Students collaborate on 'Dig Where You Stand' exhibit for 57th Carnegie International

Koyo Kouoh and Jennifer Josten at the public lecture


Students collaborate on 'Dig Where You Stand' exhibit for 57th Carnegie International

Author: Rebecca Giordano

PhD Student in History of Art and Architecture

As a student in HAA professor Jennifer Josten’s Contemporary Art on/and Display graduate seminar I have had the pleasure of attending several events and seminars with Koyo Kouoh, exhibition-maker and founding artistic director of RAW Material Company, a contemporary arts space in Dakar, Senegal. Kouoh is participating in the 57th edition of the Carnegie International, set to open in October 2018, by mounting an intervention in the museum based on its permanent collection and the history of the International. During her ten-day residency in Pittsburgh we have had the opportunity to hear about Kouoh’s practice from a variety of perspectives. In a public brown bag lunch discussion, organized in collaboration with the Pitt Global Studies Center’s Creative Pedagogies Initiative, Kouoh emphasized RAW Material Company’s education programming including the evolution and emergence of RAW Académie. This program is an intensive 8-week artist-led workshop centered around different themes for recent graduates interested in developing an understanding of art practice as a system of thinking. Kouoh and her collaborators identified a need for critical development and professional growth for artists and cultural producers who are in that vulnerable place right after graduation and trying to find their footing. RAW Académie aims to remedy those gaps and draws artists, critics, and curators from around the world and from Dakar to foster new networks and cross-cultural dialogues.

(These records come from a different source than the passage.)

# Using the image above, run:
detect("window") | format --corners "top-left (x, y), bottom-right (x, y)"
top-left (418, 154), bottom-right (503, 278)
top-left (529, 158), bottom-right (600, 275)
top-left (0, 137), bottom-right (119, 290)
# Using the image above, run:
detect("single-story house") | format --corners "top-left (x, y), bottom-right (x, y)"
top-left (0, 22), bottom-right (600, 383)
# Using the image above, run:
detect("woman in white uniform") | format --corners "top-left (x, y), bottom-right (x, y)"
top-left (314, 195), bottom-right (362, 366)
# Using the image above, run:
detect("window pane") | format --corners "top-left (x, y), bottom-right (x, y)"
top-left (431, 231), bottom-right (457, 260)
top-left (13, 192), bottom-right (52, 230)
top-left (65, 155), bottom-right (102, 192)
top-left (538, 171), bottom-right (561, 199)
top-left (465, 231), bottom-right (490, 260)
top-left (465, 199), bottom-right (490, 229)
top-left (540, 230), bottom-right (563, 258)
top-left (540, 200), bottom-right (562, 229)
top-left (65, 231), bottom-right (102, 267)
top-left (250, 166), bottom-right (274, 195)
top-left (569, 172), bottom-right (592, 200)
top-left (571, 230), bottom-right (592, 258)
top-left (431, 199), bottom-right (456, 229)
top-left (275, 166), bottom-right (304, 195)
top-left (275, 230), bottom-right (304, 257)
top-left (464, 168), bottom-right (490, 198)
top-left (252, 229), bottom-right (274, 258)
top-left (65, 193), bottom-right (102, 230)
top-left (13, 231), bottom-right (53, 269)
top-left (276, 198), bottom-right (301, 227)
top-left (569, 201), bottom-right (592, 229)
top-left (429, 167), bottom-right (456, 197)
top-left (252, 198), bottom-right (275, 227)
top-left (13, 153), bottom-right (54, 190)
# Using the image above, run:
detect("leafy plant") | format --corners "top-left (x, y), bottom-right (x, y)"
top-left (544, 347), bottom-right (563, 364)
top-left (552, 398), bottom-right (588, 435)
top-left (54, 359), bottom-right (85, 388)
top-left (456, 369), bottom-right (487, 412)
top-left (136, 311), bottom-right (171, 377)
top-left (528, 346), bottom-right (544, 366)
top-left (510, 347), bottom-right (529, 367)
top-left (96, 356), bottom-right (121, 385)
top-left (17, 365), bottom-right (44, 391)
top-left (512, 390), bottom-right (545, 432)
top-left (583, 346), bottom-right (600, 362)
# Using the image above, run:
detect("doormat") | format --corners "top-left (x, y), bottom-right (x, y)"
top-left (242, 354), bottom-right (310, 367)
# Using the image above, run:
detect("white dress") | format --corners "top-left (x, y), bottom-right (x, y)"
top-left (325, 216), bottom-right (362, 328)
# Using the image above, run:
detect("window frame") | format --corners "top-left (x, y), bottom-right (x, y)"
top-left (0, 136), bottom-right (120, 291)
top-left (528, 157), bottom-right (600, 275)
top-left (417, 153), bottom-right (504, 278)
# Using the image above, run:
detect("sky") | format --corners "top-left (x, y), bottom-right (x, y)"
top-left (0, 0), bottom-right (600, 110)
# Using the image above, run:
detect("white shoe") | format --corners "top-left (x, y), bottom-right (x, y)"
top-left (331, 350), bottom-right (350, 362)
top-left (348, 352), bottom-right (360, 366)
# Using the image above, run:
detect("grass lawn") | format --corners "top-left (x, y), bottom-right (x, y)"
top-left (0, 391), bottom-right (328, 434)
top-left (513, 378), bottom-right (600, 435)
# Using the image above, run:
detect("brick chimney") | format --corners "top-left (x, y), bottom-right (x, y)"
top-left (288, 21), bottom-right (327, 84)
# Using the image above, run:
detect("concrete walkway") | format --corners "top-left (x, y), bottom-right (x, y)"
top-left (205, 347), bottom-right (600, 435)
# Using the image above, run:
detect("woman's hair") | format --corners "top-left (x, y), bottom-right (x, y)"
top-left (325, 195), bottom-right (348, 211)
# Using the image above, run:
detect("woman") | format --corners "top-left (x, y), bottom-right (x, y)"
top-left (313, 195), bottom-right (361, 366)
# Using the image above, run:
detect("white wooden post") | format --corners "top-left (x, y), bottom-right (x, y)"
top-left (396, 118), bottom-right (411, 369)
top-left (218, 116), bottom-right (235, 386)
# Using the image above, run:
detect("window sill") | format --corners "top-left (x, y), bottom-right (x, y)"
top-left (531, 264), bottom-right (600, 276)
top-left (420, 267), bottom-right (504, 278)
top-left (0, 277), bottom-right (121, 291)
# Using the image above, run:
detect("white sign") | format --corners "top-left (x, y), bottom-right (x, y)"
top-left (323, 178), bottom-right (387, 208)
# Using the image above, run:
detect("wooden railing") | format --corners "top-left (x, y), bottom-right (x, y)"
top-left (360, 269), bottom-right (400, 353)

Our conversations continued after lunch in our class meeting with an emphasis on Kouoh’s exhibitions both in Senegal and around the world. Hearing from Kouoh firsthand about her practice and specifics about the different manifestations of her core concerns­—what she calls an “obsession with digesting colonialism”—provided interesting case studies for thinking about how display with its colonial histories, baggage, and expectations can be reimagined to press forms beyond colonial thinking. Insisting that art is a system for thinking in and of itself, Kouoh figured the making of an exhibition as a way of producing new knowledge through display and dialogue. Kouoh’s dedication to providing art a space in civil society came through clearly. Rooted in Dakar’s love of discourse, RAW provides a place for the public to have critical discussions about visual art and actively positions art as a part of political and civic life.

In a public lecture and conversation on Thursday, January 25, Kouoh drew out more of her commitment to building an innovative contemporary art institution like RAW. She addressed the changing nature of “the curator” and the ways this term shifts in different languages and places as well as the ways it ties to different systems of cultural production including colonial hangovers. For many of the students in the class, these questions about the nature and breadth of a curator’s work, how these roles shift geographically and historically, and how they bear ethical and political weight are central to our consideration of how the contemporary is produced through exhibition-making and collection-building. Primed by an excellent class visit the week before by Carnegie International curator, Ingrid Schaffner, and, associate curator, Liz Park, the Carnegie International’s history and future was certainly present in our discussions.

Five students in the seminar (including myself) are now aiding Kouoh and her team in researching, designing, and developing Kouoh’s exhibition, Dig Where You Stand. To kick off our contributions, we joined Kouoh and Park on visits to the Braddock Carnegie Library and the Rivers of Steel National Heritage Area to think more about how Pittsburghers are digging where they stand. These opportunities usefully intertwine the content of our class, which asks us to think about the meaning of display and the construction of the category of the contemporary, with working directly with curators who are enacting these ideas in real time. More than just thinking critically about the end product of the exhibition process—a useful endeavor, of course­­—we get to trace and put to use these ideas as they unfold in different stages of an exhibition’s development.